A Fortieth Birth

In 2004, three years ago, I began my training to become a midwife. I never realised how far the journey would take me, or who I would become as I shared the journey of birth with the women I met. There has been joy, tears, and disillusionment but through it all the beauty of birth continues to inspire me. This story was written on the occasion of delivering my 40th baby, the minimum number required to qualify as a midwife. It is the powerful and personal story of one woman’s birth, and my own dedication to all those I have cared for as a student. 

© Red Griffiths-Hayes 2007

I’ll always remember Charlie’s* birth. The details are etched, gentle colour and quiet sound, still photographs in my mind. Telling the story of the quiet entrance of a baby into the world and the day that my soul came full circle. In some small way, I remember all the births I have attended although the details blur together, the faces of the mothers in some cases blending into one, each one is a piece of the whole, the sum of my short experience as a student midwife. I am humbled by them all, but Charlie and her mother Susie* are different. The description of their birth will be there in black and white at the bottom of my birth register proudly bearing the number 40 written in ball point pen.

I’d met Susie towards the end of her 3rd pregnancy, and over the next few weeks I got to know her well. We spent time chatting at her antenatal appointments, planning her birth, talking about breastfeeding and baby clothes. But when Susie’s due date came and went, she was fed up and tired, with swollen ankles and high blood pressure. She began to despair that her baby would ever arrive.

The following morning I was in clinic when Susie called. She sounded excited, “I think this is it! I’ve finally had a few contractions!’ As we talked on the phone for a while, her contractions became noticeably stronger and longer. I arranged to meet her at the birth centre straight away. When I got there, Susie had already arrived and was being cared for by a midwife I knew as we’d worked together before. “I’ll be just out side if you need me’ she said, ‘just pull the buzzer’. She asked me if I would like her to be present when the baby was born or just hovering outside the door. I wasn’t sure, I’d not delivered a baby alone before, but she reassured me that I wasn’t alone, all I had to do was call and she’d be there, she told me she had every faith in me.

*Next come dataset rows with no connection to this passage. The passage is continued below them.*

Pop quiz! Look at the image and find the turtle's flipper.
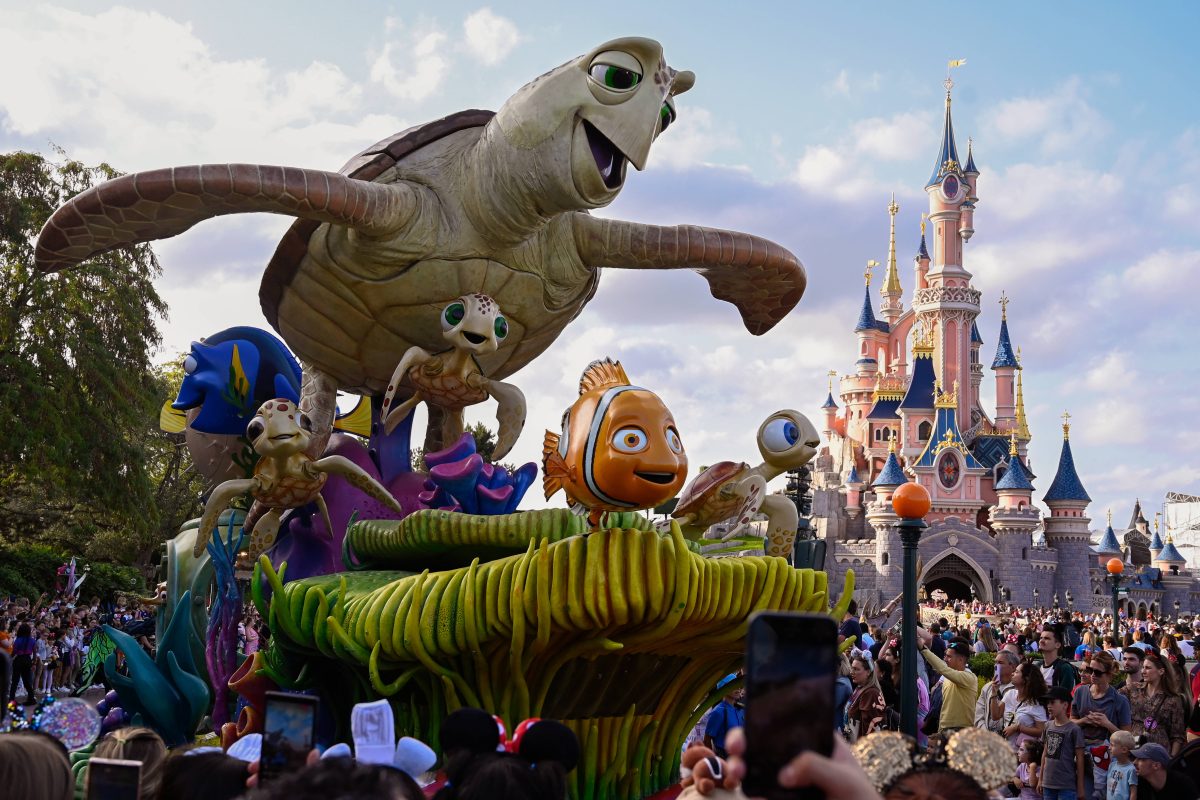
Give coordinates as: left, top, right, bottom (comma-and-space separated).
36, 164, 419, 272
192, 477, 258, 558
487, 380, 526, 463
575, 213, 808, 336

I realised this was something I really wanted to do.

As I went into the room I could see that Susie was obviously in strong labour, she was doubled over the bed, mid contraction, with her husband, David rubbing her back. She looked up as I came in, “I don’t remember it ever being this bad’ she groaned. We hugged, ‘It’ll be ok’ I said, ‘It looks to me like your baby’s on its way’. Susie agreed to be examined, wonderfully, I found her to be 7 cm’s dilated and she was relieved that the pains were doing their work.The next job was to make Susie comfortable, and we made a nest for her in the corner of the room with beanbags, mats and pillows. Susie settled herself on all fours leaning over the beanbag, David and I taking it in turns to rub her back. We waited, and time slowed. It was very peaceful, just the soft sound the baby’s heartbeat when I listened every 15 minutes and the sound of Susie’s breath as she rode her contractions.

There was nothing to do except watch and hold the space we shared, floating as we were on the edge of time. She was so beautiful. Strong, wild and alone, timeless, in her own world where we could not quite reach her. Labouring as women have done for millennia. And then she began to push, deep groans from the depths of her belly heralded the gush of clear water which soaked the mats beneath her. Suddenly her baby’s head was crowning and with the next few contractions, Susie breathed her warm, slippery baby into my waiting hands.

She was pink and crying within seconds and I passed the baby through to Susie so that she could see that she had birthed a gorgeous baby girl. We were all in tears, awed in our own way by the process we had just witnessed, Susie, David, Baby and me. Susie put Charlie straight to her breast and she began to nuzzle as the afterbirth followed. David cut the cord and we snuggled mother and baby together in warm blankets and towels.

A soft knock on the door and the midwife crept in, ‘congratulations’, and her smile was as much for me as the new parents, “would you all like some tea and toast?”

I realised that the moment had been so perfect, the connection between the three of us, so strong in the room that I had not even thought to call her in.

Red Griffiths-Haynes
April 2007

*All name change to protect confidentiality.